In military aircraft, Rolls-Royce’s presence was even smaller, restricted to the Jaguar fighter’s Adour 804/811 engines and the Avro HS-748’s Dart turbo-props.

 

However, beginning with the Hawk trainer in 2008, military aircraft with Rolls-Royce engines steadily grew in numbers. In 2009, the C-130J Super Hercules was contracted, also with Rolls-Royce engines. In the world’s biggest fighter tender for a medium, multi-role combat aircraft (MMRCA), the Eurofighter Typhoon participated, fielding a Rolls-Royce engine. Disappointingly for Eurofighter, that tender was cancelled and a smaller number of Rafale fighters bought. But the IAF remains in dialogue with Rolls-Royce for upgrading the engines of 60-80 Jaguar fighters.

 

As international commercial traffic to India grew, so did Rolls-Royce. Today, roughly every second wide-bodied airliner flying into India has Rolls-Royce engines. Aircraft with large engines, such as Airbus A-350 and A-330, exclusively use Rolls-Royce engines. 80 per cent of Airbus A-380s are powered by Rolls-Royce engines. Half of all Boeing 787 Dreamliners are powered by the Rolls-Royce Trent 1000 engines. And Rolls-Royce Pearl engines are very popular with business jets.

 

Rolls-Royce calculates that its presence will grow with more orders for wide-bodied airliners. There have been no wide-bodied airliner orders from India since 2005, when Air India ordered 27 aircraft and Jet Airways ordered some Boeing 777s and Airbus 330s. Last year, Vistara ordered six Boeing 787 Dreamliners, with an option for six more, but the airline chose GE engines over Rolls-Royce.

 

An upbeat Jayaraman believes things will change. Spice Jet and Go Air are considering purchases of more wide-bodied airliners. Indigo was buying six wide-bodied A-330s, with Rolls-Royce engines, but Covid-19 postponed that. 

 

“The wide-bodied fleet in India is starting to emerge. Airlines are looking at flying to Europe and that requires wide-bodied aircraft,” points out Jayaraman.

 

Interestingly, China flies wide-bodied aircraft even on domestic routes.
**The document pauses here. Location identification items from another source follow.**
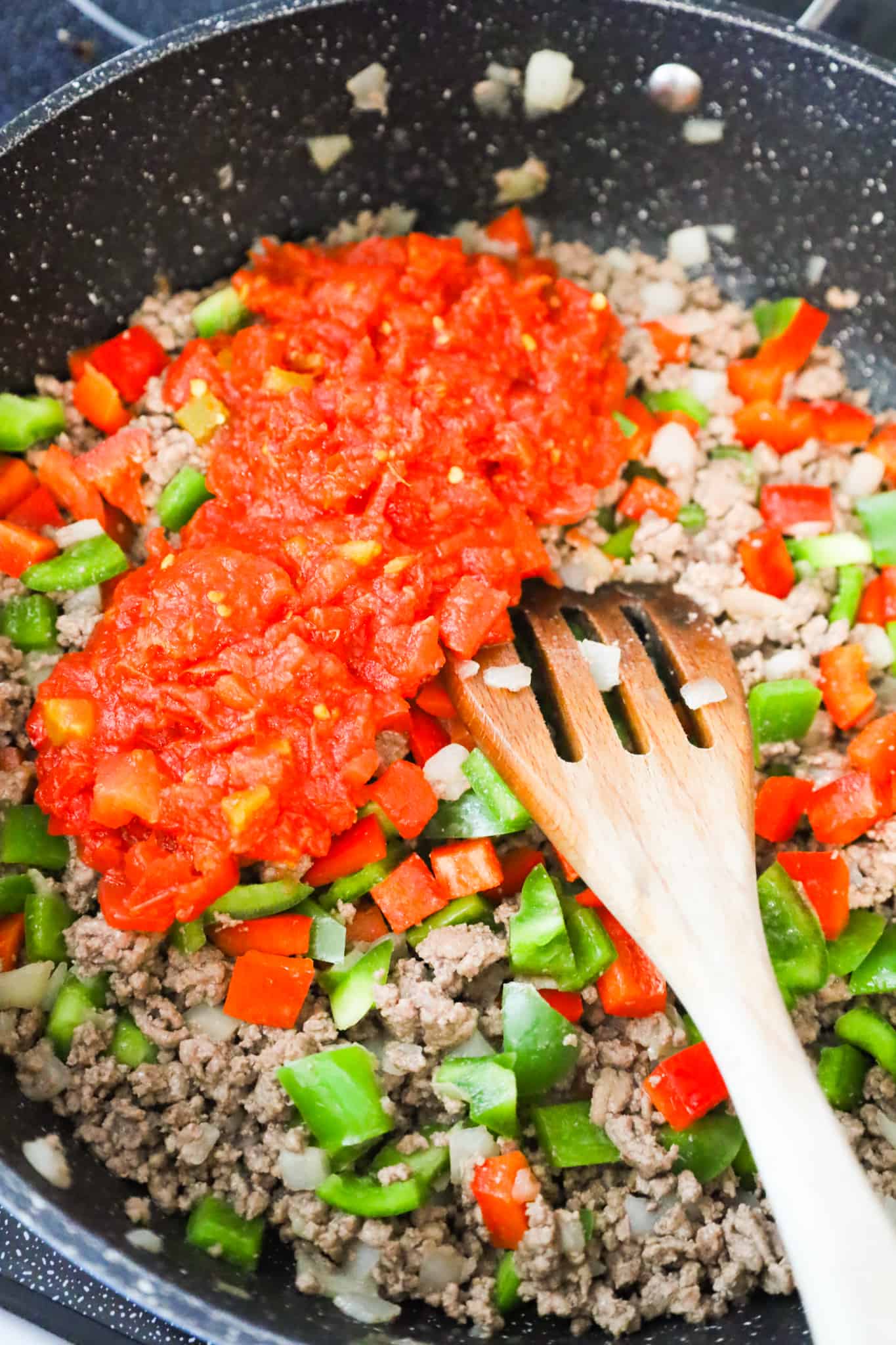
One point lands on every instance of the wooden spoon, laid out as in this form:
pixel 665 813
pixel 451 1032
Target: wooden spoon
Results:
pixel 664 835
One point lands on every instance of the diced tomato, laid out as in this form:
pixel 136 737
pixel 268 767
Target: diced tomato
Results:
pixel 406 798
pixel 766 562
pixel 503 1214
pixel 825 880
pixel 409 894
pixel 465 866
pixel 844 685
pixel 363 844
pixel 845 808
pixel 687 1086
pixel 268 989
pixel 790 503
pixel 779 806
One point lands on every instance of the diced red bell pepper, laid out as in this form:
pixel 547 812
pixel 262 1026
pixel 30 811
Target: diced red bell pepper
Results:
pixel 268 989
pixel 844 685
pixel 427 736
pixel 645 495
pixel 631 986
pixel 406 797
pixel 22 548
pixel 672 347
pixel 825 879
pixel 790 503
pixel 766 562
pixel 465 866
pixel 409 894
pixel 845 808
pixel 285 935
pixel 567 1002
pixel 779 806
pixel 504 1216
pixel 687 1086
pixel 363 844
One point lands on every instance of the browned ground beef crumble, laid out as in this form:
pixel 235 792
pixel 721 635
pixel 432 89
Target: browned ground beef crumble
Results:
pixel 211 1116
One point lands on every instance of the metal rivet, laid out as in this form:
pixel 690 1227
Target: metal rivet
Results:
pixel 675 88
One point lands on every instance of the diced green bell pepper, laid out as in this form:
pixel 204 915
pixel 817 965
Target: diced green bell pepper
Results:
pixel 30 622
pixel 182 498
pixel 707 1146
pixel 794 938
pixel 24 839
pixel 26 420
pixel 486 1084
pixel 47 917
pixel 863 931
pixel 352 988
pixel 339 1099
pixel 842 1074
pixel 214 1224
pixel 568 1137
pixel 542 1043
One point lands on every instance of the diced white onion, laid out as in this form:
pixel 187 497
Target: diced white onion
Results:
pixel 465 1147
pixel 513 678
pixel 545 88
pixel 689 246
pixel 444 771
pixel 703 690
pixel 26 986
pixel 327 151
pixel 864 474
pixel 603 663
pixel 305 1170
pixel 211 1021
pixel 47 1157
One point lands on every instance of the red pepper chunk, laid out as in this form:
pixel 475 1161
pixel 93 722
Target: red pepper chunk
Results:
pixel 844 685
pixel 409 894
pixel 465 866
pixel 788 505
pixel 687 1086
pixel 268 989
pixel 504 1215
pixel 779 806
pixel 825 880
pixel 766 562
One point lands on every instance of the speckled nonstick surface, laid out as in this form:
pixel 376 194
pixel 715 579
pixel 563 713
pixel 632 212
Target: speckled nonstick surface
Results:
pixel 117 179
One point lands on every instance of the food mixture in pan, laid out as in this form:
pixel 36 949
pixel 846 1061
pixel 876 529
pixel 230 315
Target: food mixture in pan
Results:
pixel 277 940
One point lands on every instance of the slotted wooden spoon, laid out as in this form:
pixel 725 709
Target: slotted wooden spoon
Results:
pixel 666 837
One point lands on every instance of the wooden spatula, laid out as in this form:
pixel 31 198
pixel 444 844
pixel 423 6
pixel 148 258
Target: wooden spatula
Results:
pixel 664 834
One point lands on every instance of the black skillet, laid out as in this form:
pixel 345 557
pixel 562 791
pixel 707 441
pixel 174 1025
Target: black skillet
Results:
pixel 117 179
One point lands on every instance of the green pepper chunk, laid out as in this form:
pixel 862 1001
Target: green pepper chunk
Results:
pixel 182 498
pixel 568 1137
pixel 30 622
pixel 352 988
pixel 26 420
pixel 214 1224
pixel 486 1084
pixel 471 910
pixel 47 917
pixel 132 1047
pixel 82 565
pixel 707 1146
pixel 870 1032
pixel 842 1074
pixel 794 938
pixel 542 1043
pixel 24 839
pixel 863 931
pixel 339 1099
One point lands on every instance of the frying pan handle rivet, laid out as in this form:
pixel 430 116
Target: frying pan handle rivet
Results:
pixel 675 88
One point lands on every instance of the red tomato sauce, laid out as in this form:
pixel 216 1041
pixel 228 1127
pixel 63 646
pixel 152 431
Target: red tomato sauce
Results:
pixel 383 509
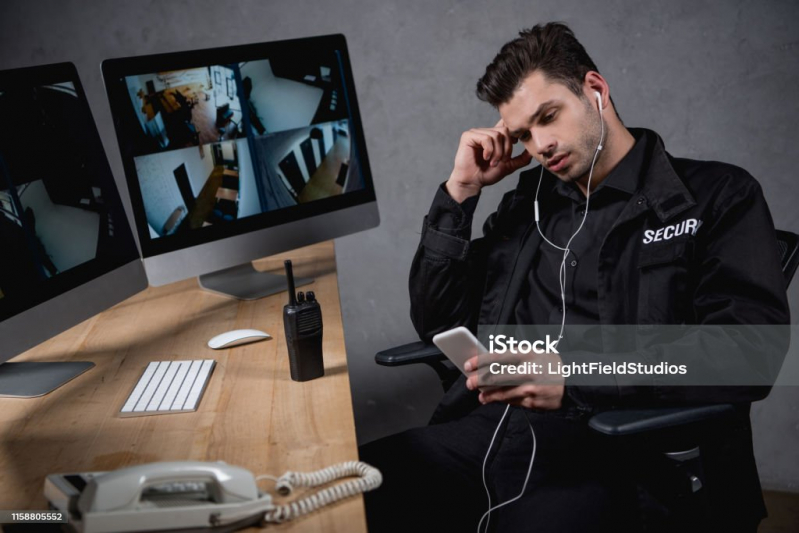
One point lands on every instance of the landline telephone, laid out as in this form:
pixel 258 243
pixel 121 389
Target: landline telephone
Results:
pixel 192 495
Airlines industry analysts say it makes economic sense to fly wide-bodied aircraft on the trunk, metro-to-metro routes within India. They reason this would lead to airlines operating fewer aircraft and generating less greenhouse gases. 

 

Operations business

 

“We decided that Rolls-Royce would transition from a trading company to an operational one. In that context, we have built a very strong operations business in India for civil and defence aerospace and land-based and sea-based power systems,” says Jayaraman.

 

Rolls-Royce led with engineering services. The 500 engineers it employed a decade ago were ramped up to about 2,300, a mix of employed and outsourced personnel. In 2015 alone, the company hired 500 engineers in India. 

 

Last year, during the Covid-19 pandemic, Rolls-Royce moved further into operations work. The company partnered Infosys Technologies, and moved 500 engineers to that company, where they function as Rolls-Royce’s core team, working on component engineering, design work, system work, documentation and technical publications.

 

For manufacturing engine components, Rolls-Royce set up a joint venture with HAL in 2010. Named International Aerospace Manufacturing Private Ltd (IAMPL), it makes 200 different components, including for Rolls-Royce’s most sophisticated engine: the Trent XWB.